In Burton's Elementary number theory, it is mentioned that if ax = c -
by (mod n), and gcd(a,n) = 1, then there is a unique solution for x
(mod n) for each of the n incongruent values of y (mod n).
Now is it plausible to say that in the worst case, we can have up to
n-1 points, incongruent in the y-coordinate, that validate both Ax +
By = C (mod n), and Dx + Ey = F (mod n), and still Ax + By = C (mod n)
and Dx + Ey = F (mod n) are not equivalent? If it is so, they maybe
that justifies step 4) in the first approach, in the case when C = 0.
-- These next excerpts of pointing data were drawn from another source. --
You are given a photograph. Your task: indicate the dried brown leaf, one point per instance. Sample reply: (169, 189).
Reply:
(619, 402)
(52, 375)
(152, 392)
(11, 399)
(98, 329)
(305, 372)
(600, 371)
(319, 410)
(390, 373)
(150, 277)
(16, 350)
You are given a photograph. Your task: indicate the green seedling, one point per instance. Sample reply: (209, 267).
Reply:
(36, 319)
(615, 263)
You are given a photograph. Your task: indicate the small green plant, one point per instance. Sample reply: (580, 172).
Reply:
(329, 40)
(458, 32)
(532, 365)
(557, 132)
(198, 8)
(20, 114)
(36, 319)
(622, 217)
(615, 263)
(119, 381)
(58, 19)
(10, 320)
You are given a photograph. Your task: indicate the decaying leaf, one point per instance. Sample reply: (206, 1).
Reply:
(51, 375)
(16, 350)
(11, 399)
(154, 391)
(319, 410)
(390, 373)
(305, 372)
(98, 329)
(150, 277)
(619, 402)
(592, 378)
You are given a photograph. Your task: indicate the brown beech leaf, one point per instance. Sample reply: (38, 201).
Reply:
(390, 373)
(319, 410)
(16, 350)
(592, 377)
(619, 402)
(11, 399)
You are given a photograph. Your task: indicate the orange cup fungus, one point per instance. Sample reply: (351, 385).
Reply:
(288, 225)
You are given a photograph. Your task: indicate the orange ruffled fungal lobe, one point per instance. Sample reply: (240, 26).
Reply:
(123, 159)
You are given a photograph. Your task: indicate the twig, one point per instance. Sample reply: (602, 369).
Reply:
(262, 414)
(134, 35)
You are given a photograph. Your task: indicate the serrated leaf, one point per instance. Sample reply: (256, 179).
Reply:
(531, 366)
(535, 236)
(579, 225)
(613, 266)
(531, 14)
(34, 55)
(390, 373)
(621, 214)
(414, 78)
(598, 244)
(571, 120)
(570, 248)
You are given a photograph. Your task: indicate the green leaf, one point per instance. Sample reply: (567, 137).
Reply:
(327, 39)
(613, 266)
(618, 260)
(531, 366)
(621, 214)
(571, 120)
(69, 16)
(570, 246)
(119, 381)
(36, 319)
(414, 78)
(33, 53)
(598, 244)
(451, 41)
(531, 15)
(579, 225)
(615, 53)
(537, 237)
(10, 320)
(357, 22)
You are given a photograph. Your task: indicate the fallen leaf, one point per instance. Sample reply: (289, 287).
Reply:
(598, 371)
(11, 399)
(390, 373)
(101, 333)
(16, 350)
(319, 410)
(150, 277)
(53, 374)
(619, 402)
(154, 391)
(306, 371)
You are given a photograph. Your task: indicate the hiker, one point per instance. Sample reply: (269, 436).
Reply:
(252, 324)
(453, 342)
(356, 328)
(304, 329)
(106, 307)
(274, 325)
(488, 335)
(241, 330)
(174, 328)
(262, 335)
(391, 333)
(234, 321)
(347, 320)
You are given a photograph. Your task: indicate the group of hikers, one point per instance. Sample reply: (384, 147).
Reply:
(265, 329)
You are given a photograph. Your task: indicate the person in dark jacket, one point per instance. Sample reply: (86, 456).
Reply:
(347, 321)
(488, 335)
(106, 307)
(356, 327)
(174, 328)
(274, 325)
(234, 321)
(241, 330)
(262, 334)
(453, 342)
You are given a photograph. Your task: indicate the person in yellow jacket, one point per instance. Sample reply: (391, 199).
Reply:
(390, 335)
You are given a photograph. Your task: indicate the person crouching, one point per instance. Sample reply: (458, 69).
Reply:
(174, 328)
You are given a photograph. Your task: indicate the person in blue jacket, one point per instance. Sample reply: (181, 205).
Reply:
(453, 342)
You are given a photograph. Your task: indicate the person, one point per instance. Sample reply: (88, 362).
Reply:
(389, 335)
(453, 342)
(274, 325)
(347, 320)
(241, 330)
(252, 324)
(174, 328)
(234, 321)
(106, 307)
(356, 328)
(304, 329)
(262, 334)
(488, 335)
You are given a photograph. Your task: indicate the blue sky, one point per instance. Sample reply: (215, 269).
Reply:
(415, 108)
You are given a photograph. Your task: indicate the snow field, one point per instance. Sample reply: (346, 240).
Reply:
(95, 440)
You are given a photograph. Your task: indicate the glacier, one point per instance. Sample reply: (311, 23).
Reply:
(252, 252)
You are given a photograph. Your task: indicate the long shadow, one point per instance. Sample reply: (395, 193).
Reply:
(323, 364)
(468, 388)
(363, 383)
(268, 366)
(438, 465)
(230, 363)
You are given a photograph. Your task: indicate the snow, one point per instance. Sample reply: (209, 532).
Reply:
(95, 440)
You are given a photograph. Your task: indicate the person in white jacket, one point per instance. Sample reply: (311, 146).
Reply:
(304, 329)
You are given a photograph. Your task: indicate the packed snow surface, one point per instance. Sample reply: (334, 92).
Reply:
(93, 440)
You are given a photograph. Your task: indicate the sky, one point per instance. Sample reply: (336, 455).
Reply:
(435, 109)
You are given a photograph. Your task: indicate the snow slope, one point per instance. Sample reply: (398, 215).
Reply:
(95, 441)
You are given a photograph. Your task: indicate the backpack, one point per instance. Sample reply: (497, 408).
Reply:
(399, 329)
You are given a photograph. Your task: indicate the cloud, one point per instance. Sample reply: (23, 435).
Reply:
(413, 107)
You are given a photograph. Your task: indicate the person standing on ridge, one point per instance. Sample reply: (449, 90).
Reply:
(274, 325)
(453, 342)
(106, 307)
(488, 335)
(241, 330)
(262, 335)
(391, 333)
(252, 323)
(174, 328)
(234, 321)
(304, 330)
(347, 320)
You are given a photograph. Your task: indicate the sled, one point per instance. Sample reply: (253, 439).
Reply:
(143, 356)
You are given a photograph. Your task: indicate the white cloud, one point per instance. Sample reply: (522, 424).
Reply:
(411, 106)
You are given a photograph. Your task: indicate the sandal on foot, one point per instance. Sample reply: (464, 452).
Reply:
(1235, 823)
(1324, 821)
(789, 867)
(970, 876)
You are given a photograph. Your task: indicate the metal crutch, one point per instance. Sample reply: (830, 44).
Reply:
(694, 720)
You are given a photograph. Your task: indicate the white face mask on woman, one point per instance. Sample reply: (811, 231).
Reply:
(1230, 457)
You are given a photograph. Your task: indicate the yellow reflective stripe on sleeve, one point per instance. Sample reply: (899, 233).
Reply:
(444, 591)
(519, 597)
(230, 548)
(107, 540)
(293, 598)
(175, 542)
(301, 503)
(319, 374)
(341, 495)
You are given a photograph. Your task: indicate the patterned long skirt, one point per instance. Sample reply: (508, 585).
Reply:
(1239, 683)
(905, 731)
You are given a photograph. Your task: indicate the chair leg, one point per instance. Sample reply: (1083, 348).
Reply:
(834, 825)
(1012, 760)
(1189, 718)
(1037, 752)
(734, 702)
My second question is, what if the problem was of this type: Ax + By =
C (mod n), then what is the equivalent of step 4) in the "first
approach".
For example, consider 3x + 7y = -5 (mod 11). To apply the "first
approach". First need to find points as in 2) and 3). take for example
x = -1, so 7y = -2 (mod 11), looking for the inverse of 7 in Z_11
gives 8, so 56y = -16 (mod 11), so y = -5 (mod 11). So (-1,-5) would
be a solution. but how one would go about step 4)?
Thanks in advance!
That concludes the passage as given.